The investigation by BBC Scotland Disclosure found that 5,000 calves were shipped to Europe last year from Scotland, while none were exported from England. The calves, some of them as young as three weeks old, were being exported from Scotland through Cairnryan ferry port in Dumfries and Galloway.
Scottish Labour’s Shadow Cabinet Secretary for Rural Economy, Connectivity and Transport Colin Smyth recently tabled a motion last week seeking a debate on the matter, which has now received cross-party support.
Commenting ahead of the documentary, Colin Smyth MSP said:
“These shocking findings highlight the need for action on this matter. Scottish Government have repeatedly refused to support a ban on live exports, despite the well-documented animal welfare risks.
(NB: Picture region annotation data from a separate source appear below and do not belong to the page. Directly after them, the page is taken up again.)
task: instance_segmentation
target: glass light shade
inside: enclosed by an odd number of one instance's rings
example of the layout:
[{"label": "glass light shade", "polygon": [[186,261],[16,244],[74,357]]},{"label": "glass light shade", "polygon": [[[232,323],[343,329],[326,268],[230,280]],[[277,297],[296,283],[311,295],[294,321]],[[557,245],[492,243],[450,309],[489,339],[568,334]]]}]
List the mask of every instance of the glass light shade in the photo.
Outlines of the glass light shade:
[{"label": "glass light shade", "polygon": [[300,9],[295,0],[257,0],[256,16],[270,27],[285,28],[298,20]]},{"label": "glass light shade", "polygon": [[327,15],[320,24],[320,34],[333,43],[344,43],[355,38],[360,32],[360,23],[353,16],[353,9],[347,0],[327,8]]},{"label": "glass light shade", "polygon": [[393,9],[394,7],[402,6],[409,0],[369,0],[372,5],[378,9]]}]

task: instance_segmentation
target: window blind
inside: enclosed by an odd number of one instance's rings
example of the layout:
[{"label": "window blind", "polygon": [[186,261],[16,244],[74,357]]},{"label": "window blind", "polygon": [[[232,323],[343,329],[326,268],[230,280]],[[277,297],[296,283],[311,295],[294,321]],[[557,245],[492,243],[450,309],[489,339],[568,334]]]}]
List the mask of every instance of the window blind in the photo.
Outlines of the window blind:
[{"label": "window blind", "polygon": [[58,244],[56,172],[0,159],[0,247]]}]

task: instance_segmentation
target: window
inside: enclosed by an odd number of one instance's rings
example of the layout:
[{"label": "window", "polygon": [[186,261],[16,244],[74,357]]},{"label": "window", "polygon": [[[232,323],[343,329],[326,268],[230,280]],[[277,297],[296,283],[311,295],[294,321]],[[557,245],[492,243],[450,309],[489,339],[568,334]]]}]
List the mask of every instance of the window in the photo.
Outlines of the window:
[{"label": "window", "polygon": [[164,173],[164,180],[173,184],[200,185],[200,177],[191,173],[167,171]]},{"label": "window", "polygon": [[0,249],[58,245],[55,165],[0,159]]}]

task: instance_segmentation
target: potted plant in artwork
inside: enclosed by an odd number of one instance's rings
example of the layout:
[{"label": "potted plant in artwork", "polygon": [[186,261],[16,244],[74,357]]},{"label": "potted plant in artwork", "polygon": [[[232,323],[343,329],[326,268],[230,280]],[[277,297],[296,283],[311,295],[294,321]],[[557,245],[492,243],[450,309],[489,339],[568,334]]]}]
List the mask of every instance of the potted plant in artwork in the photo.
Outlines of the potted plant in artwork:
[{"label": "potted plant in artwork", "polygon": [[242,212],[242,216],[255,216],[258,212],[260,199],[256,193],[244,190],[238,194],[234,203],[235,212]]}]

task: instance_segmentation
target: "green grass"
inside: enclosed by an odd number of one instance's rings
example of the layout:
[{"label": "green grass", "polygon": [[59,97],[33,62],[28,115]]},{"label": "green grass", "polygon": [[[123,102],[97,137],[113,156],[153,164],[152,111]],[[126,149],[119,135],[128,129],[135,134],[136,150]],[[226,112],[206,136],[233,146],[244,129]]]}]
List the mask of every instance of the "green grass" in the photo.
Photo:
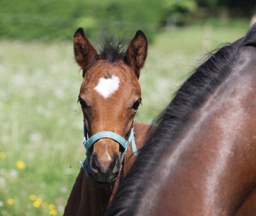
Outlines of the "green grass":
[{"label": "green grass", "polygon": [[[206,48],[215,47],[216,41],[232,42],[248,28],[198,26],[159,33],[141,71],[143,106],[137,120],[151,122]],[[50,215],[47,208],[33,206],[31,194],[54,204],[57,215],[63,213],[79,160],[84,158],[82,115],[76,102],[82,75],[72,45],[0,41],[0,152],[6,154],[0,158],[3,215]],[[17,167],[19,160],[24,169]]]}]

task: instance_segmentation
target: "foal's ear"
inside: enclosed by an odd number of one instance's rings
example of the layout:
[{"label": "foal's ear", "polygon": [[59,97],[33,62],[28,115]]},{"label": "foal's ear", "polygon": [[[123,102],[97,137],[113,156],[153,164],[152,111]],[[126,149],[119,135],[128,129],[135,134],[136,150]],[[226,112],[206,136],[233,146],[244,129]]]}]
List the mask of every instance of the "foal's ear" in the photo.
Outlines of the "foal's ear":
[{"label": "foal's ear", "polygon": [[83,70],[83,76],[97,51],[85,36],[82,28],[78,28],[74,35],[74,52],[76,62]]},{"label": "foal's ear", "polygon": [[138,30],[128,46],[125,60],[132,66],[137,75],[140,77],[140,70],[143,67],[147,57],[148,41],[143,32]]}]

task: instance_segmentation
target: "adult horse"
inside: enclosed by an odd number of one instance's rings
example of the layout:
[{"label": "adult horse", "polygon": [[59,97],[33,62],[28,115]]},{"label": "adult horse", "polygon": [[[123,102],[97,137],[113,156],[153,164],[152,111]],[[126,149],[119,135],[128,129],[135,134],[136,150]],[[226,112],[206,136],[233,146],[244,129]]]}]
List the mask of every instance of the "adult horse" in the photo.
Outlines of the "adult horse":
[{"label": "adult horse", "polygon": [[142,124],[133,125],[141,103],[138,79],[147,56],[146,36],[138,31],[126,51],[122,41],[107,35],[101,39],[98,54],[82,28],[74,36],[75,58],[84,78],[78,101],[87,157],[81,162],[64,215],[102,215],[148,129]]},{"label": "adult horse", "polygon": [[181,86],[106,215],[256,215],[256,24]]}]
This new evidence must surely convince them to reconsider.
“Scotland’s reputation as a producer of high-quality, ethically sourced meat is invaluable to the sector, and ensuring that we lead the way on animal welfare standards is essential to maintaining that. The news that Cairnryan Port was one of the only ports in the UK to take part in this trade threatens the reputations of both Scotland and the Dumfries and Galloway region. I am pleased that P&O Ferries have now decided to no longer co-operate with the Scottish Government to transport young calves across the Irish Sea which are destined for continental Europe but the Government should now realise they are out of touch and do the decent thing and ban live animal exports for slaughter and fattening”.
“A ban on live animal exports to out with the UK would not impact on necessary travel within Scotland or to the rest of the UK, for example from islands to the mainland. In Scotland we can enforce high welfare standards but once animals leave our shores we have no control over their welfare during travel or at their final destination and tough regulations are quickly cast aside leading to immeasurable animal cruelty. It is time for the Scottish Parliament to have an honest debate on the future of live exports in Scotland”.